Students and faculty members from the College of Osteopathic Medicine and School of Health Professions made a difference in the lives of underserved people during summer 2015 service trips to Haiti and Ghana. NYIT Center for Global Health organized the trips. Participants performed pediatric screenings for malnutrition; vision, hearing, and physical evaluations; and some medical procedures. They also provided communities with information about healthcare and medical issues such as malaria.

"One day when we went to the trauma clinic, there was a 70-year-old woman with a proximal femur fracture who had been lying down and not moving for a week," recalled Jessica Limtao, a graduate student in NYIT's Doctor of Physical Therapy program and participant in the service trip to Haiti. NYIT students helped formulate pre- and post-operative treatment plans for the patient and demonstrated exercises to a family member involved in her recovery.

NYIT Dean Patricia Chute, Ed.D., remembered the same case as highlighting the best efforts of a group with expertise in osteopathic medicine, physical and occupational therapies, and physician assistant studies. "I had an amazing experience in Haiti watching our students interact as a true team as they made patient care plans in collaboration with NYIT faculty members and local healthcare professionals," she said.

Haiti Trip

For the third year, NYIT collaborated with Haitian Christian Outreach on a service trip in Haiti. Four faculty members and eight students visited Peredo, southeast of the country's capital. View photos:

NYIT's multidisciplinary team of students was led by faculty members Kelly Lanvin (second from left), Patricia Chute, Ed.D. (wearing a dress), Brookshield Laurent, D.O. (wearing a stethoscope around her neck), and Zehra Ahmed, M.B.B.S. (B.S. '04, second from right).

Team NYIT helped develop a pre- and post-operative treatment plan for a patient with a fractured leg.

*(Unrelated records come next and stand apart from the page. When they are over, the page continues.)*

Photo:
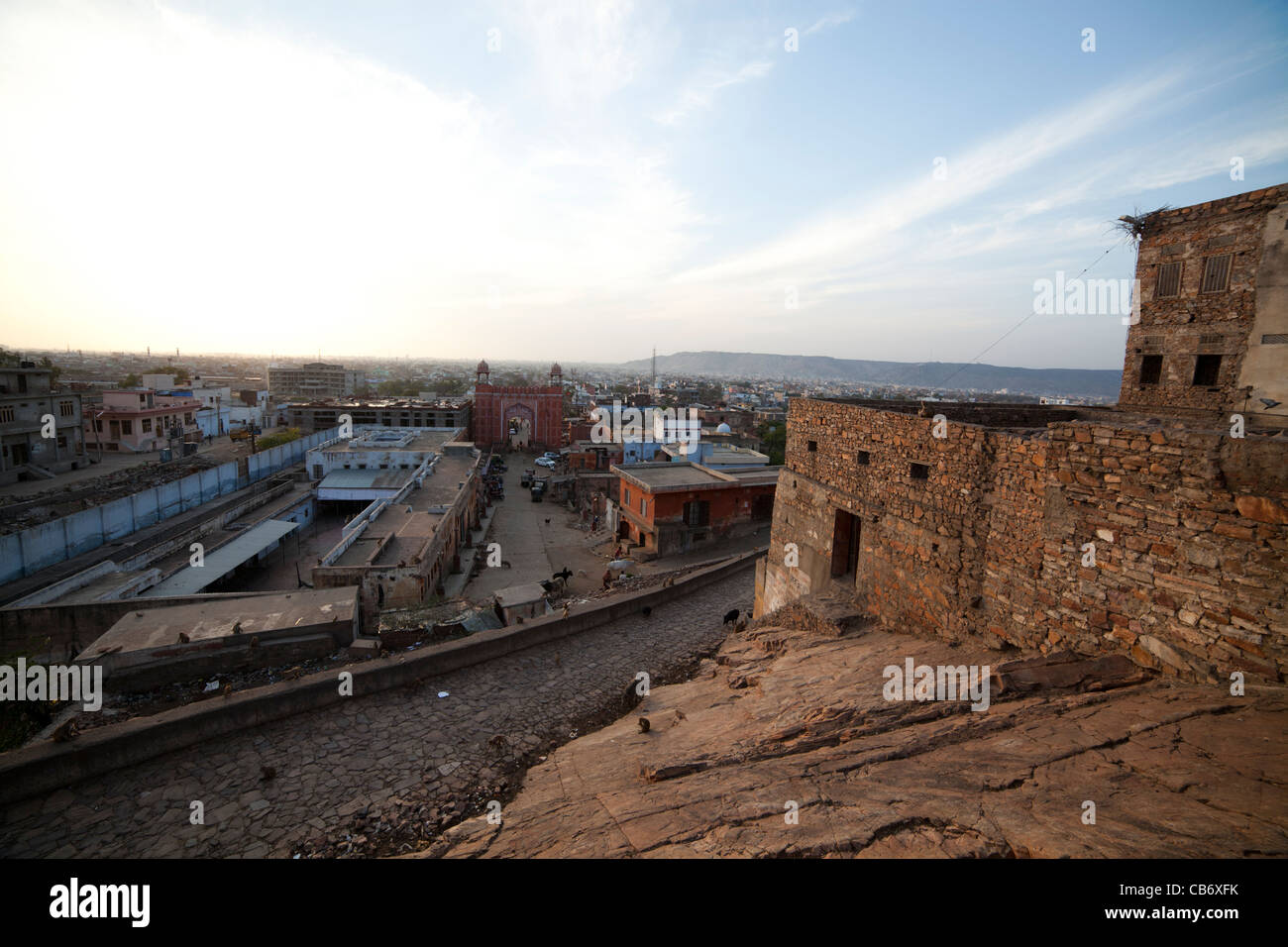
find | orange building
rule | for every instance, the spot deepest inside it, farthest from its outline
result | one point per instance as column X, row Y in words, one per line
column 677, row 506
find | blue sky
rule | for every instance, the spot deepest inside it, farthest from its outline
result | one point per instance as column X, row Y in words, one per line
column 587, row 180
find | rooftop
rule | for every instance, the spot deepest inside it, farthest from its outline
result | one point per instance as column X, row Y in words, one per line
column 395, row 440
column 681, row 475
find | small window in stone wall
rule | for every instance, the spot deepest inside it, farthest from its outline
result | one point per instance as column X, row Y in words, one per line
column 1216, row 273
column 1207, row 368
column 1150, row 369
column 1168, row 279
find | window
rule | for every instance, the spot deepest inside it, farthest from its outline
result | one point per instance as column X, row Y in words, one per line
column 845, row 544
column 1216, row 273
column 697, row 513
column 1150, row 369
column 1207, row 368
column 1168, row 279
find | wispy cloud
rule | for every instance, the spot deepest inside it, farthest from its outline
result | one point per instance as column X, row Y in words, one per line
column 829, row 21
column 700, row 94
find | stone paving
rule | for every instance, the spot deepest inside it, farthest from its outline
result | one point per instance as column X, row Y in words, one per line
column 402, row 751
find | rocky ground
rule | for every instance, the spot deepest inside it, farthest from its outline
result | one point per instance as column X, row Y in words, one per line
column 785, row 745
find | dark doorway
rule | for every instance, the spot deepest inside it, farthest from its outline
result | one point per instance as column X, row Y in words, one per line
column 845, row 544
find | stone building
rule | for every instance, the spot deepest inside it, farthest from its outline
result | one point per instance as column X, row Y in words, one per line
column 1150, row 528
column 1214, row 313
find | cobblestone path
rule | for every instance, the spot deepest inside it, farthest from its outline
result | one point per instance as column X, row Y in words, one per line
column 372, row 774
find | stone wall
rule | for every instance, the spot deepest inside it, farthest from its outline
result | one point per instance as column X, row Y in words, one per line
column 1189, row 525
column 1184, row 326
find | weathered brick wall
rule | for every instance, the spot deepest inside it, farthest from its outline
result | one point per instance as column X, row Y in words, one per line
column 1192, row 322
column 1190, row 565
column 1190, row 532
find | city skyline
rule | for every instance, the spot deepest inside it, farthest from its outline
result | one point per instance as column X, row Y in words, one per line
column 587, row 180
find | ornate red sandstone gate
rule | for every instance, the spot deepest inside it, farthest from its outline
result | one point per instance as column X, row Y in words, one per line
column 496, row 405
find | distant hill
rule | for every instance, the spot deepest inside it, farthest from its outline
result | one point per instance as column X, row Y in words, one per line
column 1102, row 382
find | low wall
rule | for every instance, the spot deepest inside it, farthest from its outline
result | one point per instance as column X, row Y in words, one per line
column 47, row 766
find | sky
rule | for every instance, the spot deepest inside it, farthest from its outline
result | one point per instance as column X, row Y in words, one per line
column 589, row 180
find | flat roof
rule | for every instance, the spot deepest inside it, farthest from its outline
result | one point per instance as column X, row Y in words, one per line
column 412, row 521
column 257, row 615
column 365, row 479
column 677, row 475
column 389, row 440
column 220, row 562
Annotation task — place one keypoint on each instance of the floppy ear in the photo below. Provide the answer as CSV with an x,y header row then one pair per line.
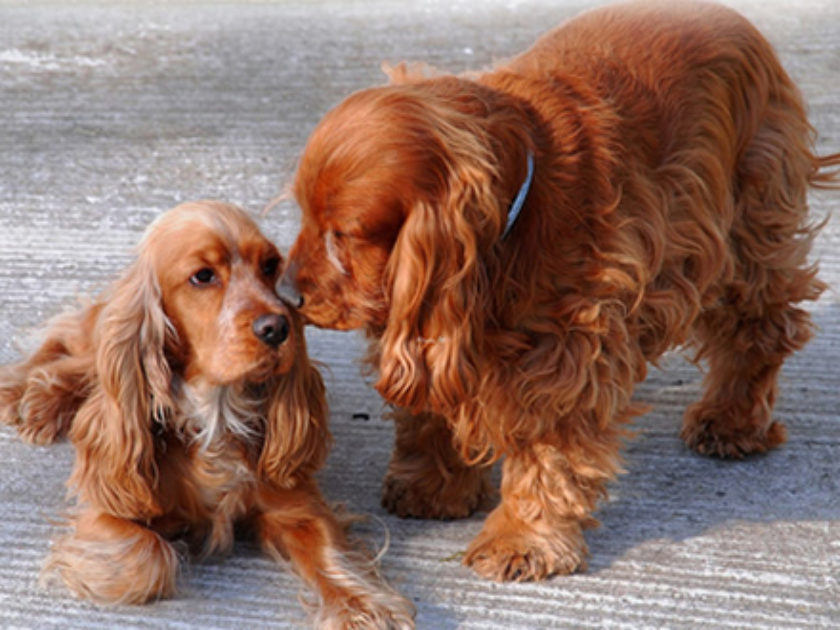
x,y
297,437
115,466
437,278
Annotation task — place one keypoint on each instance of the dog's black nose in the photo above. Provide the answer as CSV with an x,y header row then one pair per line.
x,y
271,329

"Going through the global health program allowed me to learn what healthcare is like in other countries," said NYITCOM student Kalle Yee, shown taking the blood pressure of a Haitian child, "and it provided me with an opportunity to work alongside other healthcare professionals and gain an interdisciplinary education."

NYITCOM students Rachael Abboud and Kalle Yee and physician assistant studies student Tracy Riedinger worked with an OB/GYN at one of the Haitian clinics. "I learned it is not enough to make care available," said Reidinger. "One must penetrate the barriers to care within the culture in order for that care to be accepted, utilized, and sustainable."

Ghana Trip

Fourteen medical students accompanied NYITCOM faculty members on a three-week service trip in Osiem, Ghana. They provided medical services and lectured on health topics at Hawa Memorial Savior Hospital, visited rural clinics, and donated 500 pounds of supplies to area facilities. View photos:

NYITCOM student David Guernsey examined a child in the emergency department of a hospital. Guernsey was awarded the Kean Fellowship Award from the American Society of Tropical Medicine to study typhoid disease while in Ghana.

Michael Passafaro, D.O., helped to deliver a child, the fifth birth he's assisted with during his travels in Ghana.

C-Section

NYITCOM student Alexander Nello helped perform a C-section.

Malaria Play

Team NYIT traveled to a school in Ghana's Ashanti region and performed an educational play about preventing malaria.